Deeper Digging: Mainstream Rock
Coldplay: These guys became the pop rock success story of the decade when they burst onto the scene at the end of the Britpop movement. Though many groups of the era stuck to guitar, Chris Martin’s brilliant piano work became the staple of every pop odyssey Coldplay has ever created. As the decade progressed, the band moved towards straight up pop music, but nothing they can diminish the passion felt on the band’s early records.
Essential Album: A Rush of Blood to the Head (2002) – This album is the closest Coldplay sounded to having the grandeur of other British legends like the Beatles and Joy Division. The band made comforting songs like “Clocks” and “The Scientist” while also showing a dark side on songs like “A Whisper” and “God Put a Smile Upon Your Face.”

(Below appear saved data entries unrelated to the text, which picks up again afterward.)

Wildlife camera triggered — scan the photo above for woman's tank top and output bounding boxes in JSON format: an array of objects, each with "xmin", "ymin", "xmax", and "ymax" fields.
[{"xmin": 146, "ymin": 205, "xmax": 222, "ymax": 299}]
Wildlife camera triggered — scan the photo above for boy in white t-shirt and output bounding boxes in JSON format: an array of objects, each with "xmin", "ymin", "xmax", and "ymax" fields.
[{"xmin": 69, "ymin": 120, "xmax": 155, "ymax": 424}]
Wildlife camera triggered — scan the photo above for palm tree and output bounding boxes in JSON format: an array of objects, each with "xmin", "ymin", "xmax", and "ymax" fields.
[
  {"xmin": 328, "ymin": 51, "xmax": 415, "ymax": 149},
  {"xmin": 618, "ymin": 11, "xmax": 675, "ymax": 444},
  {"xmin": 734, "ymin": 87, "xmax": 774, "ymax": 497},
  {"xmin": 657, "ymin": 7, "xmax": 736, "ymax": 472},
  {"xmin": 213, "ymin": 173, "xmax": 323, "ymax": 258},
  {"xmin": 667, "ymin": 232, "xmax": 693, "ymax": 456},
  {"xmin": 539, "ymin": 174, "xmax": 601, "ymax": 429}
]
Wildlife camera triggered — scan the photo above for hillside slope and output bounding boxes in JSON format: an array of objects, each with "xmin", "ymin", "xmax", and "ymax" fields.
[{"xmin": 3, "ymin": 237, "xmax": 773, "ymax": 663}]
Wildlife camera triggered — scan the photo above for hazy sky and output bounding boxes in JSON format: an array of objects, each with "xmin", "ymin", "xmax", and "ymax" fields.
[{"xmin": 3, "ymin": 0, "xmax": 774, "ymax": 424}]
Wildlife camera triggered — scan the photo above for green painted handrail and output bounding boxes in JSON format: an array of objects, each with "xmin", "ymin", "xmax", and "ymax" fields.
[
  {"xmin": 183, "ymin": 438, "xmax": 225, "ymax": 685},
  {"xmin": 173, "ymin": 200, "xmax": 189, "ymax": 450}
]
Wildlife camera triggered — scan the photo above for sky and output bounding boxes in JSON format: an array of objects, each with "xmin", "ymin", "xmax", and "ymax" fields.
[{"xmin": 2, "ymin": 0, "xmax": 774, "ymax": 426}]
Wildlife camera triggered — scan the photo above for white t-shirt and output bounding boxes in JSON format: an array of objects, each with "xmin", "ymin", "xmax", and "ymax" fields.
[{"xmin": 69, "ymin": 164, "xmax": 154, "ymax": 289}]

Red Hot Chili Peppers: California freak-funk outfit that have been going strong since the late 1980s. The band had struggled towards the tail end of the 90s but found a resurgence in popularity when their estranged guitarist John Frusciante rejoined in 1999. Since then, the group has had a stellar track record, delivering funk flavored rockers while balancing pensive melodic ballads across their recent discography.
Essential Album: Californication (1999) – The band’s first record with Frusciante back in the fray produced some of their most memorable tunes and set the stage for success in the 2000s. The band really took this opportunity to showcase all of their strengths from funk rock (“Around the World”) to ballads (“Scar Tissue”) to epic rockers (“Savior”).

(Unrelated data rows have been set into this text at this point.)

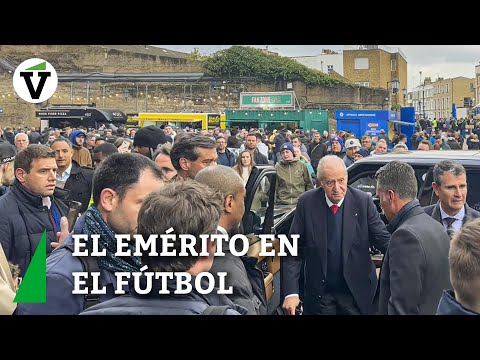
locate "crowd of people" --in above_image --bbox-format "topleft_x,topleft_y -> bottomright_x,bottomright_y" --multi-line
0,117 -> 480,315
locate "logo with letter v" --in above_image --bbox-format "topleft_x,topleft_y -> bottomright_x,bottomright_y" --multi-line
13,58 -> 58,103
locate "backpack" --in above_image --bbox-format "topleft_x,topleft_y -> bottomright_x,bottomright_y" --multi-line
201,305 -> 231,315
63,242 -> 101,310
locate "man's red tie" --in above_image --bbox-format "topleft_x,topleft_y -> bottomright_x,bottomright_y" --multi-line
331,204 -> 339,215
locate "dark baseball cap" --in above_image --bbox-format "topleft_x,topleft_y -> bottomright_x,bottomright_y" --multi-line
0,143 -> 17,164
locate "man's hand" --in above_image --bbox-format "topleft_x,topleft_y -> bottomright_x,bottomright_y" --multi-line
51,216 -> 70,249
282,295 -> 300,315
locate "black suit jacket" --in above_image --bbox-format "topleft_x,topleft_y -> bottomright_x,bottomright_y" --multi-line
423,202 -> 480,229
378,201 -> 451,315
281,186 -> 391,315
62,161 -> 94,214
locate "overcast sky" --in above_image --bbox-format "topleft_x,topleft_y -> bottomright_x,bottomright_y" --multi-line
155,45 -> 480,93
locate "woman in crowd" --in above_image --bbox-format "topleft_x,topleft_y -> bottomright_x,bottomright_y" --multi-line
233,150 -> 255,186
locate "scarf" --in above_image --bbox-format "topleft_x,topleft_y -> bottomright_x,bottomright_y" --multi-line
81,206 -> 141,273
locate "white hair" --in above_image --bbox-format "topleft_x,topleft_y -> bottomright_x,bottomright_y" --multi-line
317,155 -> 347,179
14,133 -> 28,141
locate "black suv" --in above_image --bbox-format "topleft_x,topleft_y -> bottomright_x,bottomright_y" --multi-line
242,150 -> 480,313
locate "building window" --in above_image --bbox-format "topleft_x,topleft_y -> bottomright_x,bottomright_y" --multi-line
355,81 -> 369,87
391,59 -> 397,71
445,84 -> 449,93
354,58 -> 369,70
327,65 -> 334,71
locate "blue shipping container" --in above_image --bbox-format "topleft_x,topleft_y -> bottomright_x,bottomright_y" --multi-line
335,110 -> 397,138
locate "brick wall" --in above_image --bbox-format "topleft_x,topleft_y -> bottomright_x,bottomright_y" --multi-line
0,45 -> 388,128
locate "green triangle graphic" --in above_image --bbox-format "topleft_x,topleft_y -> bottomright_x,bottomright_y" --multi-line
14,230 -> 47,303
25,62 -> 46,71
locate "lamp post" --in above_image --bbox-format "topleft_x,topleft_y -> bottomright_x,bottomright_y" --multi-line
419,71 -> 425,119
135,83 -> 139,112
386,79 -> 400,110
145,84 -> 149,112
102,84 -> 106,107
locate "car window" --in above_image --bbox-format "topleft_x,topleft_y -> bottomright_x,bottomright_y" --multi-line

Gorillaz: As Britpop legends Blur failed to gain a firm grasp of the U.S. market, Damon Albarn struck out on his own with his brand of zany alternative rock with influences from electronic musicians like the Chemical Brothers and Daft Punk. Albarn also broke new ground on MTV by making Gorillaz one of the first virtual bands — with individual cartoon plot threads and storylines to go with each imaginary band member. As the years have gone on, Albarn has been flip flopping between Gorillaz and Blur, but the live shows put on by Gorillaz are spellbinding.

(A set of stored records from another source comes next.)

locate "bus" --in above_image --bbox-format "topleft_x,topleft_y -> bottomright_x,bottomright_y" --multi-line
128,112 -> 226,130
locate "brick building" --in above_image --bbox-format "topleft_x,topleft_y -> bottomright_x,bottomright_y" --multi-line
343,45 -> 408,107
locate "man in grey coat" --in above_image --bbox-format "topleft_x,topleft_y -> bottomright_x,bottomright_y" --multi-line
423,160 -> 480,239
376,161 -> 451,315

Essential Album: Demon Days (2005) – This album’s dark concept of the apocalypse helped to reflect the paranoia that the world felt in the mid-2000s. Songs like “Feel Good Inc” and “Dirty Harry” layer infectious dance grooves over lyrics of hopelessness that reflect on the end of the world. If this is what the end-times are going to sound like, it may not necessarily be all bad.
When you break it down, rock was not at its cultural zenith at the turn of the century. As the form waned from the Billboard charts, many of these bands were able to break through into the mainstream. Bands like the Strokes or the White Stripes were never the pinup stars from rock’s glory days, but rather spoke to the ethos of rock’s mentality in the present day.
These groups combined an independent aesthetic with the rock’s traditional anti-establishment attitude.
It’s tempting to look at rock in the 2000s as the genre’s dying gasp, but the mark left by these bands mentioned above is being felt among up and coming bands.
Muse have come up the ranks as a band with a sound that is reminiscent of Radiohead. Harder rock outfits like Badflower have been tinkering with blues-based styles that are indebted to the Strokes, while groups like the 1975 are adopting the synth pop flavors of bands like the Killers. Bands like A Day to Remember — who are known as a metal band — express many pop punk tendencies in their delivery.
When taken on the surface, rock seems to be floundering in an unknown place in today’s music scene. But the key to finding stellar acts is to not chase to find them. The best bands don’t come to you on a silver platter nowadays, so keep your ears open whenever possible to find your own rock gods.
Rock may not be in the spotlight as prominently as it once was in the 1970s, but these bands are the reasons why rock will thrive for generations to come.